Cossutta fu inflessibile mi disse (al telefono): “Questa è la decisione che il Partito ha preso anche per onorare gli impegni assunti a seguito della confluenza nel Pci del Psiup (Partito socialista italiano di unità proletaria, di cui Gatto era vicesegretario nazionale). E tu, voi non potete mettere a rischio l’accordo…” Tornando alla candidatura di Guttuso, ricordo che anche per disciplina di partito (vigeva il “centralismo democratico”) ci mettemmo al lavoro per convincere i bravi compagni delle sezioni del collegio di Sciacca (fino a Gatto rappresentato per lungo tempo e proficuamente da “quel Cipolla”, di cui parla Sciascia) ad accogliere e sostenere la candidatura -come sempre- calata dall’alto.

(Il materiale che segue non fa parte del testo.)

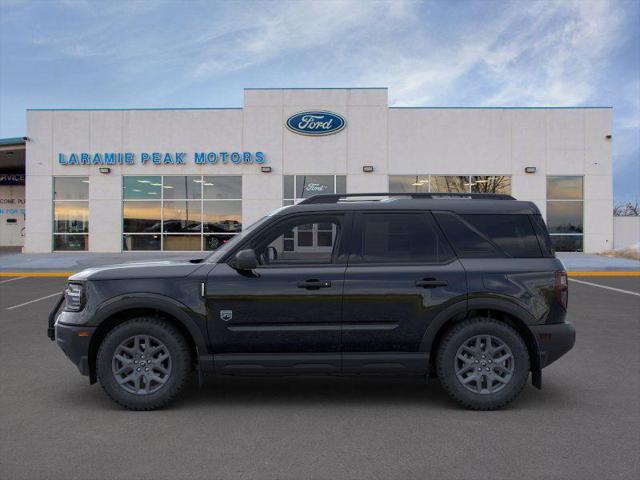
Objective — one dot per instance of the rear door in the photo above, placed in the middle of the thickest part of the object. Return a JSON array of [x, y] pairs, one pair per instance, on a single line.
[[401, 274]]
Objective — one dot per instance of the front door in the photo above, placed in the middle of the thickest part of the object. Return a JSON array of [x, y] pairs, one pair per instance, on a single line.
[[285, 315], [401, 274]]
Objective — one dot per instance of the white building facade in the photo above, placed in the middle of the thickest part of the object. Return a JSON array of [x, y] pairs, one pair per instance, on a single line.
[[189, 179]]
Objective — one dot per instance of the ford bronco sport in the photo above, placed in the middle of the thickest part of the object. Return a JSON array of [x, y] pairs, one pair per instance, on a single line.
[[463, 287]]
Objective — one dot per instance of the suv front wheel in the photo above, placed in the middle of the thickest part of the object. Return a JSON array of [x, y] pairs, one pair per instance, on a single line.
[[483, 363], [143, 363]]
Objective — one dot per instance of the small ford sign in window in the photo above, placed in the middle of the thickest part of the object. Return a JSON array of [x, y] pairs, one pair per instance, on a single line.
[[316, 123]]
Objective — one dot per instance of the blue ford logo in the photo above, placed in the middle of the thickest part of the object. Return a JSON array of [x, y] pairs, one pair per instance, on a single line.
[[316, 123]]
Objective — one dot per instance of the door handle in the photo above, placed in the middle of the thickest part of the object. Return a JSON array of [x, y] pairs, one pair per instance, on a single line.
[[314, 284], [431, 283]]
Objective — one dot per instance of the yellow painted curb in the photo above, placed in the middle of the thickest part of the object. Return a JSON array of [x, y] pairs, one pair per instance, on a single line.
[[36, 274], [603, 274]]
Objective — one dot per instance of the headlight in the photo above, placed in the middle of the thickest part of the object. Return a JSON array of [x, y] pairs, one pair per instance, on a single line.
[[74, 297]]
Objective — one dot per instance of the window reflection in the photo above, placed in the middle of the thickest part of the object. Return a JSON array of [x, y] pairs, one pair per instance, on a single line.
[[71, 188], [564, 188], [69, 242], [220, 186], [181, 216], [186, 187], [178, 209], [71, 217], [141, 217], [564, 217], [222, 216], [139, 187]]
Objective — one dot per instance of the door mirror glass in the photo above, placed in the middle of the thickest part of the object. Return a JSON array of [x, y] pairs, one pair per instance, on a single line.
[[246, 260]]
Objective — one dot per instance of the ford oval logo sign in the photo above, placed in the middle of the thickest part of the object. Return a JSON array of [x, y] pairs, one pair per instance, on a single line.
[[316, 123]]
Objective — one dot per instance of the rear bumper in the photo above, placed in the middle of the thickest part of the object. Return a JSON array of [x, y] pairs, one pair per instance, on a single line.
[[74, 342], [554, 340]]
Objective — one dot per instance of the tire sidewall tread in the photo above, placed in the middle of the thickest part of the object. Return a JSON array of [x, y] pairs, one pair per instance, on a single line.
[[180, 360], [448, 350]]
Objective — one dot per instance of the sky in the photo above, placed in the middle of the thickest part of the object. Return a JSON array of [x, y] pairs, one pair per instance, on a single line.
[[138, 53]]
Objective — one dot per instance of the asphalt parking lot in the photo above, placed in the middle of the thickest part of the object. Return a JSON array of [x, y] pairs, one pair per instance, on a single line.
[[585, 423]]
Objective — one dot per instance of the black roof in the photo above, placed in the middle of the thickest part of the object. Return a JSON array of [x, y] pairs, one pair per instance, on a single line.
[[458, 203]]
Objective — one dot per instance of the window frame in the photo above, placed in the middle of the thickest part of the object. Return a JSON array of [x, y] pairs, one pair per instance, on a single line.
[[339, 255], [54, 234], [162, 233], [565, 200], [355, 250]]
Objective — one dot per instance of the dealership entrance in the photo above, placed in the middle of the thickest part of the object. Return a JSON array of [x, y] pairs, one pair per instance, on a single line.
[[12, 194]]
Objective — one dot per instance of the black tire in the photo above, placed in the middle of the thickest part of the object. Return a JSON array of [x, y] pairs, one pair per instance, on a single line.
[[174, 381], [485, 391]]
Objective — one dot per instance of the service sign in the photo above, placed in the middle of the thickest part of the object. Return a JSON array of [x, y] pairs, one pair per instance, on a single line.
[[316, 123]]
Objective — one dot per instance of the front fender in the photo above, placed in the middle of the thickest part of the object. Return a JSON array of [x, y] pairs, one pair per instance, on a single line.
[[194, 323]]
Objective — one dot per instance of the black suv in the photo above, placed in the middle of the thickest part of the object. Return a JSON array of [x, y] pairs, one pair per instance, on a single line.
[[465, 287]]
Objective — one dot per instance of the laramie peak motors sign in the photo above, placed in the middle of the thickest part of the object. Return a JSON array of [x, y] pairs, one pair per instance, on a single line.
[[316, 123]]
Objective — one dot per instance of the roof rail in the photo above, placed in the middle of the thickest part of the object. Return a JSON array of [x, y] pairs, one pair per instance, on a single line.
[[336, 197]]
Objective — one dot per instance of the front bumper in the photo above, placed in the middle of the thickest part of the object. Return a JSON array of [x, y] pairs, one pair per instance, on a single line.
[[554, 340], [74, 342]]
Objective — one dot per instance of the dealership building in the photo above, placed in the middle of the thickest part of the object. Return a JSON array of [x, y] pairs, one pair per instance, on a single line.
[[109, 180]]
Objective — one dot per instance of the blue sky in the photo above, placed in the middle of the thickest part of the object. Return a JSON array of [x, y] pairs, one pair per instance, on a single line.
[[83, 54]]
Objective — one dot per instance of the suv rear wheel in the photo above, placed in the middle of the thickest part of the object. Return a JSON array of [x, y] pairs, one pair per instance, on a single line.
[[482, 363], [143, 363]]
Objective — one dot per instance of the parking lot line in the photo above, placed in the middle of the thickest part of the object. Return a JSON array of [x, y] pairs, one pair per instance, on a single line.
[[33, 301], [11, 280], [605, 287]]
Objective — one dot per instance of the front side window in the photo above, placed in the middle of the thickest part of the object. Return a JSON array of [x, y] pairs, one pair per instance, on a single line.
[[298, 187], [400, 238], [565, 212], [181, 212], [70, 213], [302, 240]]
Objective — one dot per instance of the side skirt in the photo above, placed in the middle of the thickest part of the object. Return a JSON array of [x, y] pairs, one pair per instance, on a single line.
[[334, 363]]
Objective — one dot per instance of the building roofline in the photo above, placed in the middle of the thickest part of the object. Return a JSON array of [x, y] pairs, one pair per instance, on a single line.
[[12, 141], [126, 109], [506, 108]]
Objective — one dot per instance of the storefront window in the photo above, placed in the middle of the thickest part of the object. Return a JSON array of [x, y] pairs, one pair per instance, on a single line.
[[70, 213], [409, 183], [180, 213], [450, 183], [565, 213], [298, 187]]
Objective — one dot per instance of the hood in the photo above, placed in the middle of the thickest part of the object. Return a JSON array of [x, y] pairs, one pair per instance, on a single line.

A parte un gruppo di giovani intellettuali che diedero la loro adesione alla candidatura Guttuso, la parte più consistente del partito e dell’elettorato era di chiaramente contraria o- nel migliore dei casi- titubante e, soprattutto, preoccupata per la tenuta elettorale del partito in un collegio dove l’elemento sociale dominante erano i contadini, i pescatori e le popolazioni terremotate del Belice.

Così, per dare un saggio del clima pre-elettorale, ricordo un aneddoto che capitò nel corso di un’affollata e appassionata assemblea di una sezione del Pci di Sciacca, consultata in ordine alla candidatura nel collegio del grande pittore e compagno Renato Guttuso. Un vecchio compagno, che per tutta la serata aveva fumato nervosamente, si tolse di bocca la pipa di terracotta, s’alzò in piedi e ci interrogò: “Ma, insomma, compagni a Sciacca chi mancanu pittura ca l’amu a ghiri a pigghiari di Roma?” Evidentemente, il compagno aveva scambiato l'artista con l’imbianchino che qui chiamano pittore.

Comunque sia, Guttuso fu eletto senatore. Purtroppo, rarissimamente venne a Sciacca, nel collegio a incontrare i suoi elettori. Non per cattiva volontà, ma perché troppo preso dai suoi impegni artistici. Senza volerlo, si avverarono le preoccupazioni espresse in quelle assemblee. Da qui le lamentale dei giovani saccensi che, andando a trovare Sciascia alla Noce, gli confessarono la loro amarezza per avere sostenuto quella candidatura. (a.s.)

* Dal libro (in corso di stampa) : “Sciascia e Guttuso - Una bella amicizia polemicamente vissuta”- di Agostino Spataro, 2019.